24 Bay Area Groups Say Redwood City Cannot Wait to Act on Effects of Climate Change

Sep 1, 2020

REDWOOD CITY, California, September 1, 2020: Neighborhood groups, conservation, wildlife, and climate sustainability organizations, and even a public agency, joined forces today to issue an urgent and united call for Redwood City to include specific, actionable steps in their 2030 Climate Action Plan Update - not just to reduce emissions, but also toward adaptation to sea level rise and other climate change impacts. 

The coordinated effort by a diverse coalition serves as a signal to the region that climate disruption is here and concrete action to protect against damaging impacts is overdue. “Communities, cities, and regional agencies each have a part to play and each must be held accountable for doing so,” said Maryann Tekverk, Community Organizer at Save The Bay. “With 3.3 feet of sea level rise now projected by the year 2050 (not 2100 as previously anticipated), Redwood City cannot afford to wait for the county or state to protect vulnerable communities and promote flood resilience.” 

The urgent need for climate adaptation planning is abundantly evident in current headlines about local wildfire devastation and anticipated “unsurvivable” flood impacts from Hurricane 

Laura on the Gulf Coast - all while the COVID pandemic lays bare the dangers of being caught unprepared. Climate change impacts are known threats; no level of government can afford not to plan now to mitigate them. 

59 percent of Redwood City is vulnerable to flooding in the next 30 years 

San Mateo County tops the state in potential property loss from sea level rise inundation. With 3.3 feet of sea level rise, Redwood City alone would face approximately $9 billion in property damage - impacting 568 commercial parcels and residential parcels currently housing 21,000 people, nearly 25% of the city’s population. 

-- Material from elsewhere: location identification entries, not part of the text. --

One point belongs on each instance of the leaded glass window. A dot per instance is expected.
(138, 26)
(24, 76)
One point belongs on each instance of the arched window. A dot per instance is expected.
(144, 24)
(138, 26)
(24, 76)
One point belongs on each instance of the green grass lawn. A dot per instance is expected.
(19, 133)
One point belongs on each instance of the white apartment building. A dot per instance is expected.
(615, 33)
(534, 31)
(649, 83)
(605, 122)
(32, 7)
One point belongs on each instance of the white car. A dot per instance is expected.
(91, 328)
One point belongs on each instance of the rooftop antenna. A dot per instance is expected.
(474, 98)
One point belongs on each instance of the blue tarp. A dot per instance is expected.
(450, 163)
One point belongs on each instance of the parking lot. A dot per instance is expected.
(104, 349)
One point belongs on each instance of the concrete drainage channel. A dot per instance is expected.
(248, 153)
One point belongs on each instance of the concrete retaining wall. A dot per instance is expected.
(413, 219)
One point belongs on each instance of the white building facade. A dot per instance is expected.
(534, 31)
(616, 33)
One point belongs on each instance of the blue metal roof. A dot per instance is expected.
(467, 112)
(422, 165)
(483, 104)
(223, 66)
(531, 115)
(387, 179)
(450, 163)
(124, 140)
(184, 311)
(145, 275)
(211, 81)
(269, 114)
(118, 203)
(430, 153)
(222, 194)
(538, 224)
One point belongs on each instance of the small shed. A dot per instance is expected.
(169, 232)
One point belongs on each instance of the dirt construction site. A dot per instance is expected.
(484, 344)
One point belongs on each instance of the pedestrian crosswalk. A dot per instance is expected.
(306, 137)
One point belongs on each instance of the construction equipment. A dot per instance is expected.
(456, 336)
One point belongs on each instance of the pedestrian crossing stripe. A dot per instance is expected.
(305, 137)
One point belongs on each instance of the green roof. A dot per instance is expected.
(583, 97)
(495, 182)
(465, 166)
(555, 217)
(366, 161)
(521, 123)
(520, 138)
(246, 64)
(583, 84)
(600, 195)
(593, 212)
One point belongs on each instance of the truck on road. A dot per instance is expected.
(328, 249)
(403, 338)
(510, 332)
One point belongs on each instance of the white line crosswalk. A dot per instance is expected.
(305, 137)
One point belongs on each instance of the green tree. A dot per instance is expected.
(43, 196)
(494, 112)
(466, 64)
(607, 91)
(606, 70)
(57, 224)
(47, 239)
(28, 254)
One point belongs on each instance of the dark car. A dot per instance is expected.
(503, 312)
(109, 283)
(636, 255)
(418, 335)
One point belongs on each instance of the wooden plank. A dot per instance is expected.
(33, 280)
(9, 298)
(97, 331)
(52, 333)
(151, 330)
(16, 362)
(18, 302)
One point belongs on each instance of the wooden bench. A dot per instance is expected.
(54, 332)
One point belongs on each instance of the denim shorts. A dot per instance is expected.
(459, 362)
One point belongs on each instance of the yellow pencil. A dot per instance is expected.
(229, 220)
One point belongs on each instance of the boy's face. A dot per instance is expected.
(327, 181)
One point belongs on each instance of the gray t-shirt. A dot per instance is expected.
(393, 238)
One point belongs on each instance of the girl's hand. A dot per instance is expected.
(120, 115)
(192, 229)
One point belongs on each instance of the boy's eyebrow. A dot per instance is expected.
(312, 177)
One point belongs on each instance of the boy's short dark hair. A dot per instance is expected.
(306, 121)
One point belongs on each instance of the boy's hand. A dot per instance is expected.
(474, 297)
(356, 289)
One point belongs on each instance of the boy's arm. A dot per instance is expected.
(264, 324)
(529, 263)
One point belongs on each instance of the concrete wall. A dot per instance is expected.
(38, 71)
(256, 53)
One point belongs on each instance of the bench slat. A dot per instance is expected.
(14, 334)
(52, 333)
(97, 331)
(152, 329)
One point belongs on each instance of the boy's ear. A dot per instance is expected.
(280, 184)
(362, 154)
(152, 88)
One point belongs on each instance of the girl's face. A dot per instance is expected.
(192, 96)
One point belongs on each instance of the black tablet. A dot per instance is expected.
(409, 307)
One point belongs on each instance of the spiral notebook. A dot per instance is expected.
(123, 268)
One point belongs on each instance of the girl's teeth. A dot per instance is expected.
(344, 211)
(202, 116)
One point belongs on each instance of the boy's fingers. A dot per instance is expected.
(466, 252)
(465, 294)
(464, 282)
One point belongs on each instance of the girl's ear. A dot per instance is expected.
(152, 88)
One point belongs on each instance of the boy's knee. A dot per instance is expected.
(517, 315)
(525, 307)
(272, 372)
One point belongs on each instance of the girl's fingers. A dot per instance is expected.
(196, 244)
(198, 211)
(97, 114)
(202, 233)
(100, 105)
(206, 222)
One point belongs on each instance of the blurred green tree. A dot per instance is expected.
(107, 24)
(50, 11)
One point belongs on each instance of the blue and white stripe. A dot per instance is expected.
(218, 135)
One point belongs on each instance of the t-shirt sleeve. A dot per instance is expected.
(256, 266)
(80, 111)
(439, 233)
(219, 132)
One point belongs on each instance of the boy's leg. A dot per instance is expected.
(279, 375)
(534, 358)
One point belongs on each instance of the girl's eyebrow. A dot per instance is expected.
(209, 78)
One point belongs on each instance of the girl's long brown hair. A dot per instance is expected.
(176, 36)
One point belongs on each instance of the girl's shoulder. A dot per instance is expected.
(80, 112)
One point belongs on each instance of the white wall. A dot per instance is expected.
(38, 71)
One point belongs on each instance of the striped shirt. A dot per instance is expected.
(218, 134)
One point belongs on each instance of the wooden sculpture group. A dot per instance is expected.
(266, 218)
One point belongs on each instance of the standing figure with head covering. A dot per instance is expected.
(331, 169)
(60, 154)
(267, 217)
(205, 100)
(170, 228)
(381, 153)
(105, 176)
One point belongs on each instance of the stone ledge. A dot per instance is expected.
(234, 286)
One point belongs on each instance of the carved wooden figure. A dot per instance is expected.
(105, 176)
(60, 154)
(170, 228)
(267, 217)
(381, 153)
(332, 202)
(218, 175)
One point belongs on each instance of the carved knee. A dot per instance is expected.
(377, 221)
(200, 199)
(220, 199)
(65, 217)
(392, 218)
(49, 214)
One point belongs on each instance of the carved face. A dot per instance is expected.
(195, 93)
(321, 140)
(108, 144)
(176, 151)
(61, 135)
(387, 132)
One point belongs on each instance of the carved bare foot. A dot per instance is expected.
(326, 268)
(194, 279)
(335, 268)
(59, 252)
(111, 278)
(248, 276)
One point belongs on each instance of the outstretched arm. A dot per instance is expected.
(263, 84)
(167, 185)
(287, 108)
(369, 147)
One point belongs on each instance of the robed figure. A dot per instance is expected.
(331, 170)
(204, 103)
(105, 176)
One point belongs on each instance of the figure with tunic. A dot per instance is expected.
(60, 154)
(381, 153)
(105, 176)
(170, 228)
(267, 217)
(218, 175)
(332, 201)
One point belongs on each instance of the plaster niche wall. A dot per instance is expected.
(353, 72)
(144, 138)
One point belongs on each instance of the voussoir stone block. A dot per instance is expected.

Other key assets at risk in Redwood City include: six outpatient health care facilities, including the Kaiser hospital emergency center; the Port of Redwood City; the County jail; three mobile home parks; over 80 miles of roadway; and 27 hazardous material sites. (Sea Change San Mateo County’s 2018 Sea Level Rise Vulnerability Assessment

Redwood City’s Climate Action Plan Update contains no specific actions for climate adaptation 

Redwood City’s original, 2013 Climate Action Plan committed the City to “establish planning priorities, determine decision criteria, and build community support for taking action” to adapt to climate change impacts. Yet seven years later, that critically important work still has not begun. As Alice Kaufman, Legislative Advocacy Director for Green Foothills put it: “The draft 2030 CAP Update essentially reiterates the vague and generalized adaptation language from the 2013 CAP, with no progress towards specific actions. It seems that Redwood City is content to continue running in place when it comes to climate adaptation planning.” 

The Joint Statement issued today calls on Redwood City to include specific and measurable climate adaptation actions targeted at shoreline resiliency, green stormwater infrastructure, and mitigation of wildfire risk in the CAP Update. 

“Significant climate change impacts on the community are certain - and already upon us,” said Dan Ponti, spokesperson for Redwood City Neighbors United. “Rather than recycle an appendix of boilerplate ideas for adaptation strategies, as the current draft CAP Update does, we need leadership from our city to assess vulnerabilities and opportunities, to educate and engage the public, and to get going before time runs out.” 

Although Redwood City has joined the San Mateo County Flood and Sea Level Rise Resiliency District to support integrated regional planning and investment, the District has neither the authority nor the ability to undertake each city’s adaptation efforts. It is incumbent on local jurisdictions not only to support long term regional goals and projects, but also to adopt and implement local policies for land use and flood and fire mitigation to address ongoing impacts and risks to their own communities. The urgent realities of climate change disruption demand action at every level of government. 

Cargill Salt Ponds, and city action to protect them, are vital to regional flood mitigation 

The Joint Statement issued today calls on Redwood City to prohibit new development on undeveloped baylands at risk of flooding from sea level rise, including the Redwood City Salt 

Ponds owned by the Cargill company. The Cargill salt ponds could protect communities against the threat of sea level rise if restored to their former state as tidal wetlands. Allowing development on the ponds would place even more residents, businesses and infrastructure at risk, behind levees that the city tax-payers must maintain and fortify in the future. 

“Redwood City is in a unique position in the Bay Area,” said Gita Dev, Co-Chair of the Sierra Club Loma Prieta Chapter’s Sustainable Land Use Committee. “They face extreme vulnerability from sea level rise flooding, while also controlling land use decisions for the privately-owned Cargill Salt Ponds - 1,436 acres of restorable wetlands that could act as a natural sponge to mitigate flood impacts across the peninsula.” 

In an additional, separate letter to Redwood City, the Midpeninsula Regional Open Space District requested that the city add restoring the Redwood City Salt Ponds as a specific goal in the CAP Update, saying “The preservation and restoration of the Cargill Redwood City Salt Ponds represents the most significant opportunity for Redwood City to meet its sea level adaptation goals.”